RICHMOND, Va. – Concrete barriers were installed Wednesday morning around the statue of Confederate Gen. Robert E. Lee that has been ordered to be removed from a prominent avenue in Virginia's capital city, hours after demonstrators tore down a different Confederate monument.
Crews in Richmond began installing what appeared to be about 3-foot-tall (1-meter-tall) cement blocks along the sidewalk surrounding the statue on Monument Avenue, according to video obtained by news outlets. Gov. Ralph Northam announced earlier this month that the statue would be removed and placed in storage while its future was determined.
Lawsuits have been filed seeking to block the move.
The Virginia Department of General Services said it was erecting the barriers “to protect the safety of everyone speaking out to make their voices heard as well as the structure itself,” according to a statement from the agency.
The Lee statue, along with other monuments along the avenue and throughout the city, have been rallying points and sites of clashes with police during demonstrations that began more than two weeks ago following the death of George Floyd, a black man who died after a white Minneapolis police officer pressed a knee into his neck while he pleaded for air.
The addition of the barriers comes shortly after demonstrators in Richmond tore down another Confederate statue in the city Tuesday night, news outlets reported.
The Howitzers Monument located near Virginia Commonwealth University’s Monroe Park campus was toppled after protesters who spent the night marching in the rain used a rope to pull it down from its pedestal.

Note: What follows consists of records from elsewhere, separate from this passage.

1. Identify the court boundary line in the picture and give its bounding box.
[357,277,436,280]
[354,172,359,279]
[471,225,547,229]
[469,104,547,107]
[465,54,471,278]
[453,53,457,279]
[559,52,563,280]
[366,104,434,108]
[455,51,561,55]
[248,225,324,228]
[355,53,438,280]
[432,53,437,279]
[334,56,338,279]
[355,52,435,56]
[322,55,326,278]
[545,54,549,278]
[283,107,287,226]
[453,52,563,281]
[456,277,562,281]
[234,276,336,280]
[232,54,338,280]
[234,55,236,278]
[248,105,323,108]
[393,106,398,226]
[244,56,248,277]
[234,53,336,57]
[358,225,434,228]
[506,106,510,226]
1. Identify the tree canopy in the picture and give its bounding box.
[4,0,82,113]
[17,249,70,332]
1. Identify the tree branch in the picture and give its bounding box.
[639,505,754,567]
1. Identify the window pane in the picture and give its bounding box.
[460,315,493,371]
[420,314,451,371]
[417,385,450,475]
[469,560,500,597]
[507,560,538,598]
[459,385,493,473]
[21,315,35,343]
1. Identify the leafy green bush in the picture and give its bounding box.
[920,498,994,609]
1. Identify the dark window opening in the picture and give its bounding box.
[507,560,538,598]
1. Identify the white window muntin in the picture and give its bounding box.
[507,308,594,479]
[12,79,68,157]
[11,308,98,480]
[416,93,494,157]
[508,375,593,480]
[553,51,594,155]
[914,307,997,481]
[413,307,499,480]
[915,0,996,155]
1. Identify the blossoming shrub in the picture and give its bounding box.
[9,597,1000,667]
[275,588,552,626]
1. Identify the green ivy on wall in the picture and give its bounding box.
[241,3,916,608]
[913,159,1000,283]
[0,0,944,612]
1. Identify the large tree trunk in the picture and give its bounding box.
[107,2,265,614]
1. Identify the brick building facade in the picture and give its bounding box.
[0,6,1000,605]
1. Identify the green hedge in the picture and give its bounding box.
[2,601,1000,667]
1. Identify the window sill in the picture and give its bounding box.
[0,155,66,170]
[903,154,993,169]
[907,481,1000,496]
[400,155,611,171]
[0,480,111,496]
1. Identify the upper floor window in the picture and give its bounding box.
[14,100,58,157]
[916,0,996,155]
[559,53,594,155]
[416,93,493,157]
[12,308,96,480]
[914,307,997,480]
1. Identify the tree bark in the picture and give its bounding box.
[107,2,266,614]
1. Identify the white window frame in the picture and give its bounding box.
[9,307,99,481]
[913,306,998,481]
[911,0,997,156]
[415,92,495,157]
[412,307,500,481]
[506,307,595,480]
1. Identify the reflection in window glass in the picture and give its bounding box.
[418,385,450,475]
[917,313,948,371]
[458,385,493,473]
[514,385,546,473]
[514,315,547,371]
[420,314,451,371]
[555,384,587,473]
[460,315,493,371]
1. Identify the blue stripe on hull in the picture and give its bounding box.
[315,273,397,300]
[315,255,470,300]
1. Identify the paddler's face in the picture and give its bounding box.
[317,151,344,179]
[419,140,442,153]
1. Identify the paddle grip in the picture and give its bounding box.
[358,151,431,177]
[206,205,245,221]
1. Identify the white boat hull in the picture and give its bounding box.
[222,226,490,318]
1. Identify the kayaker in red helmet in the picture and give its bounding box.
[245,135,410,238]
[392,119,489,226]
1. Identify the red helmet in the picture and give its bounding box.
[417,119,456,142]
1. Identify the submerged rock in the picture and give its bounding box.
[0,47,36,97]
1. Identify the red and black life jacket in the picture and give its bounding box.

The paint-splattered statue was seen face down on the ground as the rain continued overnight in Virginia’s capital city, according to a video from the Richmond Times-Dispatch.
It's the third Confederate statue, and the fourth monument, to be torn down by demonstrators in Virginia.
Protesters in Richmond started their march Tuesday night advocating for the removal of all Confederate statues, establishing a civilian review board over police actions and defunding the police, among other things, the Richmond Times-Dispatch reported.
Before its toppling, the Howitzers Monument showed a Confederate artilleryman standing in front of a gun. It was erected in 1892 to memorialize the city’s Civil War artillery unit, according to the Encyclopedia of Virginia.